Erdoğan’ın kendilerine uyguladığı zulüm sayesinde son bir kaç yılda aslında zulmün ve soykırımın ne olduğunu anlamaya başladılar. Ancak bu zulümler bile onların devlet tarafından dikilen kimliklerini/gömleklerini yırtıp atmaları için yeterli değil. Bu nedenle de twitter tartışmalarından izlediğim kadarıyla İshan Yılmaz Bülent Keneş gibi cemaat içindeki liberallerin ileri sürdüğü görüşlere karşı yükselen bir milliyetçi itiraz var.

Milliyetiçi kimliğinden henüz kurtulamamış bu insanların itirazları son derece anlaşılabilir itirazlar. Ancak bu o itirazların kabul edilebilir olduğu anlamına gelmiyor.

Devletin inşa ettiği kimlikleri ile yine devletin zülmü arasında sıkışıp kalan Cemaat mensupları Ermeni soykırımı iddiası konusunda ne yapabilir?

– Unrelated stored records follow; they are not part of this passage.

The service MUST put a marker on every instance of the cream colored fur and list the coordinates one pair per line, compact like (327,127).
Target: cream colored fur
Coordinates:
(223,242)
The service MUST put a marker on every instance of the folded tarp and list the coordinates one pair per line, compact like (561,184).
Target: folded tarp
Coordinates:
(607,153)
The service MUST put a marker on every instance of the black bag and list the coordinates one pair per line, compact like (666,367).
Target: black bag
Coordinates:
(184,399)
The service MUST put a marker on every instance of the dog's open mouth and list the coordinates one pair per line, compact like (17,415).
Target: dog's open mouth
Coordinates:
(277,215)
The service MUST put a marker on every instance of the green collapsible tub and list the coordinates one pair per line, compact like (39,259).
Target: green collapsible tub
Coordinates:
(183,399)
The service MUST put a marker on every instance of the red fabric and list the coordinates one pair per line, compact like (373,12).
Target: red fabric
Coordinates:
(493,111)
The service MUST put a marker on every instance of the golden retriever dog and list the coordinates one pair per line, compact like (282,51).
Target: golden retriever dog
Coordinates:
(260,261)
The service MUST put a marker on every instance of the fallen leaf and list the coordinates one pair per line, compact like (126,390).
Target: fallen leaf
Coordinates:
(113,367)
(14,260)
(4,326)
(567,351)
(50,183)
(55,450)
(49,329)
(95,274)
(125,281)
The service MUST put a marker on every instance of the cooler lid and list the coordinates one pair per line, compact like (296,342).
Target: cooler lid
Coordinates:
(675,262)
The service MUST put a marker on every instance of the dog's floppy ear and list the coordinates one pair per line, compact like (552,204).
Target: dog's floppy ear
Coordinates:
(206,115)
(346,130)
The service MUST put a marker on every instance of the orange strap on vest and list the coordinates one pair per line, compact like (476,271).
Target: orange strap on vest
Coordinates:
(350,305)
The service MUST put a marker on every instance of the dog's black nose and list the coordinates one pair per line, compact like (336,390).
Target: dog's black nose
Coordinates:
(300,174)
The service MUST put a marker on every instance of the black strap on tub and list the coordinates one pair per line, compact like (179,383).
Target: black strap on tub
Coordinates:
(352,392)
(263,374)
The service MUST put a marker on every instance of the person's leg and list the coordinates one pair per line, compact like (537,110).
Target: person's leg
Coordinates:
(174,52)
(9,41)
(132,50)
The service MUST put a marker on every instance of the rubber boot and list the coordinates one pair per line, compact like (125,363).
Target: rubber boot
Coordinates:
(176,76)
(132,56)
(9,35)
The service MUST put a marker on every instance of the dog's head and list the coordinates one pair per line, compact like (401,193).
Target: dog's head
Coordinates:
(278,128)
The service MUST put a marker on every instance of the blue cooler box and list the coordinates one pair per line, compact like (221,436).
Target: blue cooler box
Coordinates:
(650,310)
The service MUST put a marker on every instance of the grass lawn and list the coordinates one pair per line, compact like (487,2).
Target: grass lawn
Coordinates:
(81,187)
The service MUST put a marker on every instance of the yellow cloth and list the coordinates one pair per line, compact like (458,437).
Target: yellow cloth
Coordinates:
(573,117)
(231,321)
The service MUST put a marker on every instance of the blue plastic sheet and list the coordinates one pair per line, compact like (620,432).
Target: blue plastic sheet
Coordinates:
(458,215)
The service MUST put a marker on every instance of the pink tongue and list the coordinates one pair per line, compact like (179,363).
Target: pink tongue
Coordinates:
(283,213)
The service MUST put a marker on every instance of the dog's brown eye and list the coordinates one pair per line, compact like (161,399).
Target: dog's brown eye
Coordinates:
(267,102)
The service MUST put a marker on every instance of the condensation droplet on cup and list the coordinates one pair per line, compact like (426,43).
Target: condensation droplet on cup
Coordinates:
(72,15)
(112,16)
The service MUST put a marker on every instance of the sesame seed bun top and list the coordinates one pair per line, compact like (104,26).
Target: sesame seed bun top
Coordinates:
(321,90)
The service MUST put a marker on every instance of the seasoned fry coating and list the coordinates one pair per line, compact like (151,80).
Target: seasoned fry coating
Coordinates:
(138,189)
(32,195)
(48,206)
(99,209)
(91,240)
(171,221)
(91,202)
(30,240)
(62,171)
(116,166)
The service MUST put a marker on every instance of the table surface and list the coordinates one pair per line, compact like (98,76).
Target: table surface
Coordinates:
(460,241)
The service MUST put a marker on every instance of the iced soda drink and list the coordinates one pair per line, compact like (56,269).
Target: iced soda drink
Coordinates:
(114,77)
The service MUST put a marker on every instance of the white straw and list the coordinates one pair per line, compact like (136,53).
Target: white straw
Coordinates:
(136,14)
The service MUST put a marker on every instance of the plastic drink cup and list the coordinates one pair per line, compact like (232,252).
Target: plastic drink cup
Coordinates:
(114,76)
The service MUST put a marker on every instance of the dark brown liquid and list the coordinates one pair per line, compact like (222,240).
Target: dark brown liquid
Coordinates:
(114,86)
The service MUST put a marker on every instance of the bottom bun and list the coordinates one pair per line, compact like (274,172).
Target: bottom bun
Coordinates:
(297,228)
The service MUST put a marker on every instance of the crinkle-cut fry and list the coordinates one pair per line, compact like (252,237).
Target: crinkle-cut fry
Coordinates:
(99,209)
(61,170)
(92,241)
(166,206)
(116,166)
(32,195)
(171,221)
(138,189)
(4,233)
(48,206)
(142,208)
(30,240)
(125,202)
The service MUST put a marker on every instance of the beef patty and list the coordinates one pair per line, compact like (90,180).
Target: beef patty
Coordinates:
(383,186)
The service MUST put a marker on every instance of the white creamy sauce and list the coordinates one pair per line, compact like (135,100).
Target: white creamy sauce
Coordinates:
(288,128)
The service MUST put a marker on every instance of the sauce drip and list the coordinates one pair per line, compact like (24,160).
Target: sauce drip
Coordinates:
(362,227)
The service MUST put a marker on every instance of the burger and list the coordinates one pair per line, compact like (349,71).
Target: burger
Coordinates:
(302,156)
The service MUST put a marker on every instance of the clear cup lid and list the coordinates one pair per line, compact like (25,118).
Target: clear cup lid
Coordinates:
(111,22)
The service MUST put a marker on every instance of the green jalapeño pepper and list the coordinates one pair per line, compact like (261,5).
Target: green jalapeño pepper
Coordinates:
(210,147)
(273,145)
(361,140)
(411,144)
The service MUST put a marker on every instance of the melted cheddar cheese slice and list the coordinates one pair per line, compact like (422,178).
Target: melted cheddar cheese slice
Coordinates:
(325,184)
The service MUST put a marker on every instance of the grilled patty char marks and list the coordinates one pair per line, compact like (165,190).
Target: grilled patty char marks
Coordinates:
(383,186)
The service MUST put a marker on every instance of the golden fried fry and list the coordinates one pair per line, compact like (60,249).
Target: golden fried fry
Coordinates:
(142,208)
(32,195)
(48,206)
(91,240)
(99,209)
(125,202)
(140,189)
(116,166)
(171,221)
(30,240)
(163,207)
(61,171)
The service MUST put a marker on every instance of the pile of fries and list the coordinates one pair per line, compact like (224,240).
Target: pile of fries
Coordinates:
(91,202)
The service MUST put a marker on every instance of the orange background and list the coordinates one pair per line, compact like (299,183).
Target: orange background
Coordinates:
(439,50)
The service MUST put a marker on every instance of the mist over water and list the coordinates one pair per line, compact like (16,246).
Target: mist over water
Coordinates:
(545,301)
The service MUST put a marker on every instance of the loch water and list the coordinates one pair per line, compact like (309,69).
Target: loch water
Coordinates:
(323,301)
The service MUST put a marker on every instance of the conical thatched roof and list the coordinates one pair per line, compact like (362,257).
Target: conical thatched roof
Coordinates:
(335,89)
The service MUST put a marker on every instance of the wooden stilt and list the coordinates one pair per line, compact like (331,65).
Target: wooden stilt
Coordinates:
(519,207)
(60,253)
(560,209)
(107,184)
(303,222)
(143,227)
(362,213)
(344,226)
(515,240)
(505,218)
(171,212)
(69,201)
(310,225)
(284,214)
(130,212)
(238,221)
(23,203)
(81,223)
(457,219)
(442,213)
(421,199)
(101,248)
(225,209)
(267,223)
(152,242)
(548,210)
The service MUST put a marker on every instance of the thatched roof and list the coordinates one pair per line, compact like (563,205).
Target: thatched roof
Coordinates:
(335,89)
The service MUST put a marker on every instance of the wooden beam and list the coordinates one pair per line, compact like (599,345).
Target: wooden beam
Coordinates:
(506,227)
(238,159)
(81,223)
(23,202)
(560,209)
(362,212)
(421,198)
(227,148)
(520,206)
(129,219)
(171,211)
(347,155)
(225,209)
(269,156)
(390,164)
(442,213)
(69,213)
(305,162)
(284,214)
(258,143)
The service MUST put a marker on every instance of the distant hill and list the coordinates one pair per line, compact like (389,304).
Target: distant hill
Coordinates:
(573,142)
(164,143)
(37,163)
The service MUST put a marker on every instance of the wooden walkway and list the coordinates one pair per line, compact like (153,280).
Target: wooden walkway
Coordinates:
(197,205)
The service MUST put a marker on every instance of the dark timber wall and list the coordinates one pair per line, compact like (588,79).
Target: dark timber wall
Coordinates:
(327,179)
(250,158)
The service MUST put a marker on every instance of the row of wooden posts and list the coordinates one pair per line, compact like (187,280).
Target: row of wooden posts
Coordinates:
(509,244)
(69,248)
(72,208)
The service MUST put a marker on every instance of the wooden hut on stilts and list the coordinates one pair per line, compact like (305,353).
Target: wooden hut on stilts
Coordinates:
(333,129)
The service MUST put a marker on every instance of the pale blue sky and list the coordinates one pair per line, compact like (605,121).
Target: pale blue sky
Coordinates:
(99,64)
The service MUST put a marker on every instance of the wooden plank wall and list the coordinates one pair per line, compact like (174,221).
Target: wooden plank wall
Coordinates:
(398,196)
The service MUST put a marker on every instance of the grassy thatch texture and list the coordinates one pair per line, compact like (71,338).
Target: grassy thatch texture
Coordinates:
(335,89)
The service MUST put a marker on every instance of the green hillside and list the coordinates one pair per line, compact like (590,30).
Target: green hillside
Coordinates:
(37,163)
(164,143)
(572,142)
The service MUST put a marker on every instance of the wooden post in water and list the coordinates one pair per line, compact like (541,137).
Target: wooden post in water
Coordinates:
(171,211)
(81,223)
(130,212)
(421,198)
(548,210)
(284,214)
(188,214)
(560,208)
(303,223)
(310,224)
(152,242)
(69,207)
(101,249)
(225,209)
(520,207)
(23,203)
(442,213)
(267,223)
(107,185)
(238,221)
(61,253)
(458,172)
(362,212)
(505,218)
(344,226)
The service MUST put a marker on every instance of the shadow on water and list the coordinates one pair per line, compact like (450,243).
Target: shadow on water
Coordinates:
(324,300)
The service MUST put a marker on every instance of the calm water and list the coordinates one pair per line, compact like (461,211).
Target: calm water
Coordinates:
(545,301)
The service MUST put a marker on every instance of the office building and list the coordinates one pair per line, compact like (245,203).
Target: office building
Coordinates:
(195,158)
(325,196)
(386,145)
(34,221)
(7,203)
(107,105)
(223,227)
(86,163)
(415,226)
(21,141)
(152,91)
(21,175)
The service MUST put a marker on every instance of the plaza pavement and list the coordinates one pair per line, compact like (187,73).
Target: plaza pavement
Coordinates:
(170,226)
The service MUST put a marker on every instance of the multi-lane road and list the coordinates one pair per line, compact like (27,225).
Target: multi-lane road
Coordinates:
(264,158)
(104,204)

2012 yılına kadar Ermeni Soykırımı iddiasının meclislerden geçmemesi için canla başla çalışan Cemaatçiler ne oldu da son bir kaç yıldır bu çalışmaları yapmıyor?

Nedeni belli, Erdoğan’ın uyguladığı zulüm Cemaat mensuplarının kimliklerinde çatlamalar meydana getirdi. Bu esasen çok hayırlı bir gelişme. Artık devletin inşa ettiği kimliği/gömleği gimiyor, en azından o gömlekte yırtıklar oluştu, artık daha dünyalı bir kimlik edinmeye başladılar.

Bu durumda Cemaat mensupları şunları yapmalı:

  • Cemaat mensupları ERMENİ SOYKIRIMI İDDİALARININ bir tarih meselesi değil bir kimlik meselesi olduğunun farkına varmalılar. Ermeni Soykırımı iddiaları üzerinden inşa edilen bu kilik hastalıklı bir kimliktir. Anti batıcılık içerir. Oysa Cemaat mensupları öz yurtlarından kovulduklarında kimliklerine şırınga edilen ve hep korku kaynağı olarak gösterilen BATI’ya gittiler ve onlara çok inandıkları ve güvendikleri Türk toplumu değil BATI sahip çıtı. Daha dün ABD Gülen hareketi Terör örgütü değildir dedi.
  • Ermeni Soyrkımı iddiası bir DEVLET POLİTİKASIDIR. Bizzat şahidim ki, halk bağırıp çağırırken, Ermeni Soykrımı iddiası üzerinden birileri malı götürüyror. MGK’dan kimlere ne kadar paralar aktarıldı bunu bir bilseniz bu konunun aklınıaz gelmesi bile midenizi bulandırmaya yeter. Yani birileri malı götürsün diye boşuna nefesinizi tüketmeye gerek yokrtur. Bu konuda devletin samimi bir politikası bile yok. Malı götüren lobilerin oyuncağı olmayın…
  • Ermeni Soykırımı iddiasının bir devlet politikası ise PARALEL DEVLET olmakla suçlanan Cemaat mensupları neden o politikanın bir parçası olsun? Madem Cemaat mensuplarına devletten uzak durun, ticaret yapmayı, bürokrat olmayın, gazeteci olmayın diye baskı var ve madem bu toplum çoğunluk itibariyle bunu onaylıyor, o zaman Cemaat mensuplarının yapması gereken şey DEVLET POLİTİKALARINA alet olmamamaktır.